Antibiotics such as co-trimoxazole (sulfamethoxazole/trimethoprim—a dihydrofolate reductase inhibitor and a sulphonamide) and amoxicillin (a β-lactam) are used globally in the public health sector for treatment of bacterial infections. Antibiotics in general are crucial for use as chemotherapeutic agents in treating bacterial infections and microbe-borne diseases making them vital for the prevention of mortality in pneumonia, diarrheal diseases, human immunodeficiency virus (HIV), tuberculosis, and malaria.13 Co-trimoxazole is commonly used as prophylaxis against secondary bacterial infections among HIV-1-infected tuberculosis patients for whom it has shown a marked reduction in morbidity and mortality rates.4 Amoxicillin is a broad-spectrum antibiotic used for the treatment of several bacterial infections.5

There is widespread concern about the quality of antimalarial drugs, with up to 35% poor quality antimalarials reported to be in malaria-endemic countries.6,7 However, little is known about the quality of antibiotics, despite being in high demand globally.
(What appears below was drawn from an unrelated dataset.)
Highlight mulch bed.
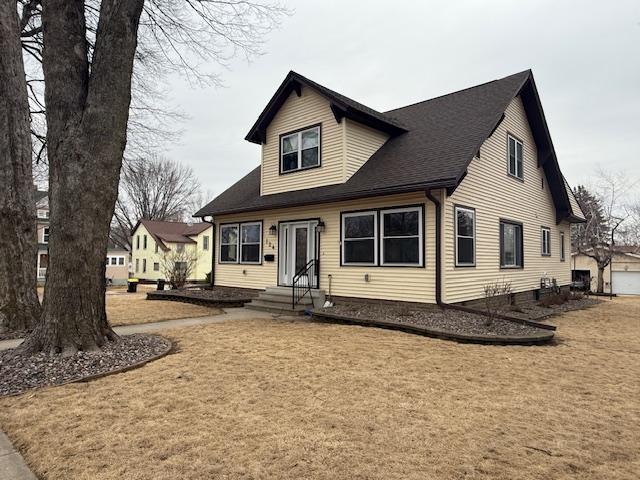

Manufacturers of “counterfeit”8 drugs target economically profitable medicines, as well as those that have high volume sales. Over a period of 5 years, 2006–2010, 1.34 billion antibiotic prescriptions were dispensed in the United States.9 Data are limited from the developing world where first-line antibiotics can be easily obtained without prescription from pharmacies, grocery shops, and even mobile drug peddlers.10,11

The use of poor quality drugs can lead to poor treatment outcomes, waste of financial resources by prolonging illnesses, increase the potential of recrudescence, and propagate the development of drug resistance.12 Instances such as these reduce consumer confidence in health systems, health professionals, and the pharmaceutical industry.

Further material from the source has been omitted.